Ici présents avec moi sont des jeunes gens qui ont réussi le concours d’accession aux postes de la zone douanière ouverte, que Youlia Marouchevska et moi-même avons voulu établir avec cette équipe. Nous pensions que les travaux seraient terminés en début d’année, et que par conséquence ces jeunes admis au concours pourraient débuter leur travail. Mais l’argent qui nous était destiné a été détourné et nos collaborateurs restent sans travail. Comme toujours, on nous a menti.
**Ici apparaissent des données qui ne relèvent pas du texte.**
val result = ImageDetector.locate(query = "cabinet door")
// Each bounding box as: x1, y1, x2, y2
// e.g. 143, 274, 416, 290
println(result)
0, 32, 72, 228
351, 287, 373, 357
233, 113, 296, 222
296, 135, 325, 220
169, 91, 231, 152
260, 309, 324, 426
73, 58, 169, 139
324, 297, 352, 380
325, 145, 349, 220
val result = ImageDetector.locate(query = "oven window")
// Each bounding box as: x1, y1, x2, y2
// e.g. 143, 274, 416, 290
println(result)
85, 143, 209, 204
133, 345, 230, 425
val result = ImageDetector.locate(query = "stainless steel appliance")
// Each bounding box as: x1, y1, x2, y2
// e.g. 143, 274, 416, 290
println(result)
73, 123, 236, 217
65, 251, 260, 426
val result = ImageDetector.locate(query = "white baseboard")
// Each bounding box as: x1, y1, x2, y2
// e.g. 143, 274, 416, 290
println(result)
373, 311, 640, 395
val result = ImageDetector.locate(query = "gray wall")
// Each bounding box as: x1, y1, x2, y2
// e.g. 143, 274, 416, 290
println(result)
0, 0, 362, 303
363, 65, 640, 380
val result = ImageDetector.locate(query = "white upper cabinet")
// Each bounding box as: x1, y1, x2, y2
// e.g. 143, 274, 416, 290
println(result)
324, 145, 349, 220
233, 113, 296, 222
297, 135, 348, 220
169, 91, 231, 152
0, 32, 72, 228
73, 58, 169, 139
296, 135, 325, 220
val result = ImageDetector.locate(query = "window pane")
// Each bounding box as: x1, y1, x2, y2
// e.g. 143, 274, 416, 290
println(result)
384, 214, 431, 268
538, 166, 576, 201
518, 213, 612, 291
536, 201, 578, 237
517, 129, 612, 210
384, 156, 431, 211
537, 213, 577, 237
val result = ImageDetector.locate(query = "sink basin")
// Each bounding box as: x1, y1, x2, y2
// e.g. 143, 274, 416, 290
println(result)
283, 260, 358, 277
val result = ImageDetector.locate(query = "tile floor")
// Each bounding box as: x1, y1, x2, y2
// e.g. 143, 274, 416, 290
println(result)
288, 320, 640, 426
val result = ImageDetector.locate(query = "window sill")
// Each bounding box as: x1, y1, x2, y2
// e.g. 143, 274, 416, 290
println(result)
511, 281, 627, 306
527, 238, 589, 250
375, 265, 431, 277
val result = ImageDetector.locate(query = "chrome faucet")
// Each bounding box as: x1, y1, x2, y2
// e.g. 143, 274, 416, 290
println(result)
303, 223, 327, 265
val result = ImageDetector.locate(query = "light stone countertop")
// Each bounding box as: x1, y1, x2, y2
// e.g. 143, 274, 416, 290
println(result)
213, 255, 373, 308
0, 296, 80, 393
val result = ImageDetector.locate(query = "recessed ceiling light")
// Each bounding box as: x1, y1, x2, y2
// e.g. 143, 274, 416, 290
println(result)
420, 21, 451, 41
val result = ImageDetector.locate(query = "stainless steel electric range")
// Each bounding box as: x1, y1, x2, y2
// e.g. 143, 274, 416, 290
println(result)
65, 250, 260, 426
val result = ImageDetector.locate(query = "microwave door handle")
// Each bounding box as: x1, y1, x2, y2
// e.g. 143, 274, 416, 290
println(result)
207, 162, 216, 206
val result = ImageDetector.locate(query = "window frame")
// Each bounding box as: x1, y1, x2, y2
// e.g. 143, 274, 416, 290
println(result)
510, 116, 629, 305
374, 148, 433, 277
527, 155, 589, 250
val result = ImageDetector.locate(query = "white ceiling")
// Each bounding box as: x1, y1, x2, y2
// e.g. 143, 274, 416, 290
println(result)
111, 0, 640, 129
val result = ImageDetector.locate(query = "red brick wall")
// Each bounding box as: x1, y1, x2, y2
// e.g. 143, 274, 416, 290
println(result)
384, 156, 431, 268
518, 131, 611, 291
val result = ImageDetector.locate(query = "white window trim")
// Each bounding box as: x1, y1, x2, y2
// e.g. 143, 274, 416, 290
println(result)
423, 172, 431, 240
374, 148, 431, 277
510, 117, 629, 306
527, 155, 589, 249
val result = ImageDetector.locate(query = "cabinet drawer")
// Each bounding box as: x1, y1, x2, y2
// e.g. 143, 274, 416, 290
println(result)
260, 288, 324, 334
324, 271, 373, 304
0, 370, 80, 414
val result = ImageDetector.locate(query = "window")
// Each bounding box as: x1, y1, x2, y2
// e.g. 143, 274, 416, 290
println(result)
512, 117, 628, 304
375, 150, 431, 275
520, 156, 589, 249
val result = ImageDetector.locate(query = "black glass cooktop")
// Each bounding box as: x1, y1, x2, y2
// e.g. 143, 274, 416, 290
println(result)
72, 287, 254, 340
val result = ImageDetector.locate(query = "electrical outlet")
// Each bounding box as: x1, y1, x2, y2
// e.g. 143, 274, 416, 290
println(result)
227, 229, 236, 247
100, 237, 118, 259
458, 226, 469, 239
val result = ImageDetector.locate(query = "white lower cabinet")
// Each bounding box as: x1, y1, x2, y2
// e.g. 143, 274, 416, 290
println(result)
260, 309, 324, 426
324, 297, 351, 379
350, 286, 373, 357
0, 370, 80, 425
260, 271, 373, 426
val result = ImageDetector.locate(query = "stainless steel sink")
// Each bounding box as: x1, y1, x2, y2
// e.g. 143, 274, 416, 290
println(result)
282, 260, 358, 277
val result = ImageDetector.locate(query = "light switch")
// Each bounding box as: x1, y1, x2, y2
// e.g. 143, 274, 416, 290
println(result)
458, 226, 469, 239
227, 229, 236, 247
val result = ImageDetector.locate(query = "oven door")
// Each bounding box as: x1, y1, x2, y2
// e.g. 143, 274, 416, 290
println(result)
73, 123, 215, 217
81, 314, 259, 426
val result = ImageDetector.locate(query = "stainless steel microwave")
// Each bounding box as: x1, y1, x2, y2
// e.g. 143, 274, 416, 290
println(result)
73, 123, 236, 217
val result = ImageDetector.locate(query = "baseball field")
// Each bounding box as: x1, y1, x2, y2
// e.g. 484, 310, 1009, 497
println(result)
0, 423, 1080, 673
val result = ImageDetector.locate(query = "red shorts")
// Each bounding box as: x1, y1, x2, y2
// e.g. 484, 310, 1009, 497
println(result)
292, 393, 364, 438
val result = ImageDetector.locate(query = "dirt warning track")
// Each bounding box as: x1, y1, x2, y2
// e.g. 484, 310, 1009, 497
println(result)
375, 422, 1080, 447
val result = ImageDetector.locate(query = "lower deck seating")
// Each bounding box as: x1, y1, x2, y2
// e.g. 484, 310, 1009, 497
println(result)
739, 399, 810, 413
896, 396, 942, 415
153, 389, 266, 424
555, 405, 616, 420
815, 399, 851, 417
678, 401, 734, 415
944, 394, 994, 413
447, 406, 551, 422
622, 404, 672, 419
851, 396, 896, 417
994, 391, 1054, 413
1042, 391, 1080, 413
Le Président Porochenko m’avait fait la promesse en début d’année, au moment de la nomination de Youlia, qu’il soutiendrait ce projet et me l’a même réitérée au mois d’avril. Malgré cela, il n’a pas levé le petit doigt afin d’assurer la mise en œuvre de ce projet. La question que je me pose est la suivante : combien de temps encore continuera-t-on à mentir et à tricher ?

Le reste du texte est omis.